Doubt is an ugly thing. Most writers probably know this already. We experience it at every stage of writing. The questions come like ants at a picnic. Can I really finish writing a book? Is it good? Will people like it? Do they really like it or are they just being nice? Will it find a home? Will it get good reviews? Will it sell more than a handful of copies? You get the idea, right?
They don’t stop if you get an agent or a publisher, either. I had (emphasis on the past tense, here) both. An agent shopped around my book to a handful of publishers. Literally five or six. No takers. So she said “good luck” and moved on. The following year, after many close calls, I found a publisher on my own. Ghostwriter Publications. Well, we all know how that worked out.
So here I am, going it alone. My book is on Kindle, and the Nook and print versions are coming soon. At first it will only be available online, but I have priced it competetively, given it deep discounts, and made the somewhat crazy decision to make the books returnable in hopes that a few copies will find their way to bookstore shelves. It’s a gamble, that last bit. We’ll see if it pays off.
The final product, if I do say so myself, is pretty nice. One of the great things about doing your own thing is that you are in command. All the decisions are yours. You want your interior to look a certain way? OK. You want your headers in a certain font? Done. Page numbers, chapter headers, graphics, etc. It’s all you. And that is what 33 A.D. is. It is all me. Aside from the cover, which I contracted, I set every single aspect of the book up myself. (NOTE: I am talking about the print version; I had help with the Kindle version. Author Donnie Light) I have painstakingly edited, groomed, edited, revised, edited, formatted, and edited this book until it suffered far too many cuts and slashes and could no longer bleed, hoping I hadn’t killed it.
Of course, that also means that if it fails miserably, I have only myself to blame. Neat how all that works, huh? (In case you missed it…that’s that “doubt” thing again)

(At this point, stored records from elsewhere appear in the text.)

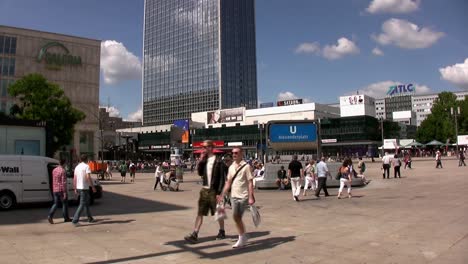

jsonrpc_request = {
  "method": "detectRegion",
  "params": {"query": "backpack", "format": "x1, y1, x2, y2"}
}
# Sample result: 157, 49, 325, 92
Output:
361, 162, 366, 173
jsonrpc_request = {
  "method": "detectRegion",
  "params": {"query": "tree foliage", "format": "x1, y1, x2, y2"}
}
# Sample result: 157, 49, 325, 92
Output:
8, 74, 86, 157
416, 92, 468, 143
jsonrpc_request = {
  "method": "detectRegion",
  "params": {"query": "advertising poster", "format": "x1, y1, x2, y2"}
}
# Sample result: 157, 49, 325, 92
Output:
174, 119, 189, 143
207, 107, 244, 124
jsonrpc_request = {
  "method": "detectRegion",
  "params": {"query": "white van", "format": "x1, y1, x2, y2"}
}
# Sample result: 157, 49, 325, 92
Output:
0, 155, 102, 210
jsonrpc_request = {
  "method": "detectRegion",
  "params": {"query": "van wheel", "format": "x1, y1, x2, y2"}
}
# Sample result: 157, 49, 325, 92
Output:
0, 192, 16, 210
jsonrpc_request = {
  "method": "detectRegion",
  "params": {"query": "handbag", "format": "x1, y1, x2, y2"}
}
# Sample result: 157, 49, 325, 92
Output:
228, 163, 247, 192
335, 167, 341, 181
250, 205, 262, 227
214, 203, 227, 221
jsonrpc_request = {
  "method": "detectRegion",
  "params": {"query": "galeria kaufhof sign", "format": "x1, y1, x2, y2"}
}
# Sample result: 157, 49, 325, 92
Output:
387, 83, 416, 96
37, 42, 81, 70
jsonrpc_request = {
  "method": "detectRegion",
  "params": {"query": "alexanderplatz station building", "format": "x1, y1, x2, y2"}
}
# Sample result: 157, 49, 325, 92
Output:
0, 25, 101, 158
126, 95, 394, 159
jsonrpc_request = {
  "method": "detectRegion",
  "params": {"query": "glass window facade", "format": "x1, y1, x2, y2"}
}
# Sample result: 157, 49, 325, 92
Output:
385, 95, 413, 120
0, 35, 16, 113
143, 0, 257, 125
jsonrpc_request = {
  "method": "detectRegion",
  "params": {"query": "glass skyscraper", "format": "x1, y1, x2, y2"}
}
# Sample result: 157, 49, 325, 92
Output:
143, 0, 257, 125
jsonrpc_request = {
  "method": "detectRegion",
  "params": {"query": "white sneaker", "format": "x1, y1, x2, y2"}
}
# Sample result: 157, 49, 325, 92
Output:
232, 234, 247, 248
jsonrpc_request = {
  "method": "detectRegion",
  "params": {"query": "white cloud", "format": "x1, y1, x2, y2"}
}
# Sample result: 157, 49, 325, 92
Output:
276, 91, 312, 103
295, 42, 320, 54
349, 81, 431, 98
128, 106, 143, 121
439, 58, 468, 91
372, 47, 384, 56
99, 106, 120, 117
366, 0, 421, 14
372, 18, 444, 49
101, 40, 141, 84
322, 38, 359, 60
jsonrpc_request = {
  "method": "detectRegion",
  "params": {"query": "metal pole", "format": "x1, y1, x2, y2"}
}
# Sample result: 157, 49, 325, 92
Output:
380, 118, 384, 157
258, 123, 263, 163
450, 107, 460, 158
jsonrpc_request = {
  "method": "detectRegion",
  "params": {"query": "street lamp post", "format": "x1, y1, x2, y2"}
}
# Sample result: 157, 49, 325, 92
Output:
258, 123, 265, 163
380, 117, 384, 157
450, 106, 460, 157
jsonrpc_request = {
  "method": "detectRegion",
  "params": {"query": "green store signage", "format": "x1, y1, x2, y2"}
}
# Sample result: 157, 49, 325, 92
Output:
37, 42, 81, 70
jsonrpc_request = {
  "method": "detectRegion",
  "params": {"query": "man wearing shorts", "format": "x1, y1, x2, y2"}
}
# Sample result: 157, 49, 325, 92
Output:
218, 147, 255, 248
184, 140, 226, 243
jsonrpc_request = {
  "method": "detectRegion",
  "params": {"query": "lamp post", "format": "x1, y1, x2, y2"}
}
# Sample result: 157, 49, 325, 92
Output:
258, 123, 265, 163
450, 106, 460, 157
380, 117, 384, 157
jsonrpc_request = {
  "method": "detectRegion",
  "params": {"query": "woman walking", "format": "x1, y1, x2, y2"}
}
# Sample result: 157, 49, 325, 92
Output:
302, 160, 317, 196
337, 159, 353, 199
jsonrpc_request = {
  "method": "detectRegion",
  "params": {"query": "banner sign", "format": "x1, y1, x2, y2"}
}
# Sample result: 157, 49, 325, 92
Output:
174, 119, 189, 143
192, 140, 224, 148
269, 123, 317, 143
387, 83, 416, 96
260, 102, 274, 108
276, 99, 302, 106
206, 107, 244, 124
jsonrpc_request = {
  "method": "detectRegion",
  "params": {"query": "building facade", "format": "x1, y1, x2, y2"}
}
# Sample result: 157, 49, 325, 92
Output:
142, 0, 257, 126
412, 92, 468, 126
0, 26, 101, 158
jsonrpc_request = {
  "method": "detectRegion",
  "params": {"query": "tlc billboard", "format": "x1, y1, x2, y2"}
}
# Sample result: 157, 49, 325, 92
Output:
387, 83, 416, 96
267, 121, 317, 150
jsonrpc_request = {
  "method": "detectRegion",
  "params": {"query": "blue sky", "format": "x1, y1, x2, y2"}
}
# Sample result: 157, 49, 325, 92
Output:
0, 0, 468, 119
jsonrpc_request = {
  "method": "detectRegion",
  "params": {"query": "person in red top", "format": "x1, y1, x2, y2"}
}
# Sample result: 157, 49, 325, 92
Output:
47, 160, 71, 224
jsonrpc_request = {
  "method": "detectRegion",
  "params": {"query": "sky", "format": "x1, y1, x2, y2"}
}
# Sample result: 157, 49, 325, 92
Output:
0, 0, 468, 120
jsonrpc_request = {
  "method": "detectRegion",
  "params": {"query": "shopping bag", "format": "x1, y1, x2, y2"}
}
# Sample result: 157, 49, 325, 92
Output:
250, 205, 262, 227
214, 203, 227, 221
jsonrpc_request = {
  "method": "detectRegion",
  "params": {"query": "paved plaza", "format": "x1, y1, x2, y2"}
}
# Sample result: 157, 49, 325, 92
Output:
0, 159, 468, 264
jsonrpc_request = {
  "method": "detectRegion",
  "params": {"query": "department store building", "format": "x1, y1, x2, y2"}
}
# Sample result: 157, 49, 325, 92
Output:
0, 25, 101, 158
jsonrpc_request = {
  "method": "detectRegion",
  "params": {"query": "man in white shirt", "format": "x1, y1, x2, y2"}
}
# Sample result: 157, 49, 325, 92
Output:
315, 157, 330, 198
382, 152, 392, 179
218, 147, 255, 248
72, 154, 96, 226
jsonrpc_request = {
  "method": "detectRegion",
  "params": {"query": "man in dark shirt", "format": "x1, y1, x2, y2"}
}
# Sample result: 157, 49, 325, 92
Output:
184, 140, 227, 243
288, 155, 304, 202
276, 166, 289, 190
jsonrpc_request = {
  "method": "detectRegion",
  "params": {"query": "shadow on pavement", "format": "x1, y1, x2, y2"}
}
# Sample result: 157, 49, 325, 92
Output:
73, 218, 135, 227
88, 232, 296, 264
0, 192, 190, 226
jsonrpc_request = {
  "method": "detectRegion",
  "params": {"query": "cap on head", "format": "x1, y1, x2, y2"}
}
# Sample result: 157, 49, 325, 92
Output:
80, 154, 88, 162
203, 139, 214, 147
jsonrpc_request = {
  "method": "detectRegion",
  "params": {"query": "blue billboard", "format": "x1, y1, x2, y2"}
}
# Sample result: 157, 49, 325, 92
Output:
269, 123, 317, 143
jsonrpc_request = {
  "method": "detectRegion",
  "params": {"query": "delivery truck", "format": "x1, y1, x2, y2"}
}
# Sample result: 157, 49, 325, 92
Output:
0, 155, 102, 210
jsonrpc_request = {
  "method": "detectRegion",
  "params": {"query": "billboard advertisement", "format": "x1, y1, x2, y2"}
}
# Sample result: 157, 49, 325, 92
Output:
276, 99, 302, 106
174, 119, 189, 143
269, 123, 317, 143
267, 121, 318, 151
457, 135, 468, 145
206, 107, 244, 124
387, 83, 416, 96
260, 102, 274, 108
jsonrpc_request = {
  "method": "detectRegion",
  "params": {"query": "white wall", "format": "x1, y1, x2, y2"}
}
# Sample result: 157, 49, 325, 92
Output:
0, 126, 46, 156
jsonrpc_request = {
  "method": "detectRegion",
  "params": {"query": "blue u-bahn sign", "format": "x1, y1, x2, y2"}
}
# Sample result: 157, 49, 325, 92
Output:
269, 123, 317, 143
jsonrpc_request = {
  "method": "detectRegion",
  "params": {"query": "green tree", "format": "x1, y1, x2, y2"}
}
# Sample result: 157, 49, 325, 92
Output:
416, 92, 462, 143
8, 74, 86, 157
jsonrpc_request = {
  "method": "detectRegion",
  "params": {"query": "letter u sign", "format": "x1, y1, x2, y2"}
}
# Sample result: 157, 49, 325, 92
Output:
289, 126, 297, 134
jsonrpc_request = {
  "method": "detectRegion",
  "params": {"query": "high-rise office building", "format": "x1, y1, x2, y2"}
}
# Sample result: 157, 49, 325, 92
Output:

I’m not the first person to do this, and I won’t be the last, but it can be a bit overwhelming at times. Marketing, promotion, writing, trying to keep my head on my day job so all this is even possible, etc. So far my head hasn’t exploded, but if it does, I’ll make sure to let everyone know via posthumous text messages. I haven’t figured out how I am going to do that yet, but I’ll cross that bridge when I get there.
Anyway, doubt. That’s what started this whole thread. Doubts are everywhere, especially for an author in my position. The trick is not to succumb to them. I’ve come close more than once, but the bottom line is I believe in my work. It won’t be for everyone, no book is. Some folks will hate it, some will never know it exists, and still others will simply say “M’eh. I’ve seen better.” But some people will like it. Maybe even love it. I believe this so strongly that I put my own money and time on the line to see it happen. Despite any doubts or fears I may have, I have to see this through. How many others in my position have said those words, I wonder? Thousands? Millions? Probably. Some have won. Most have lost, but win or lose, I am going to try.
Because if you let your doubts get the best of you, then you have already lost.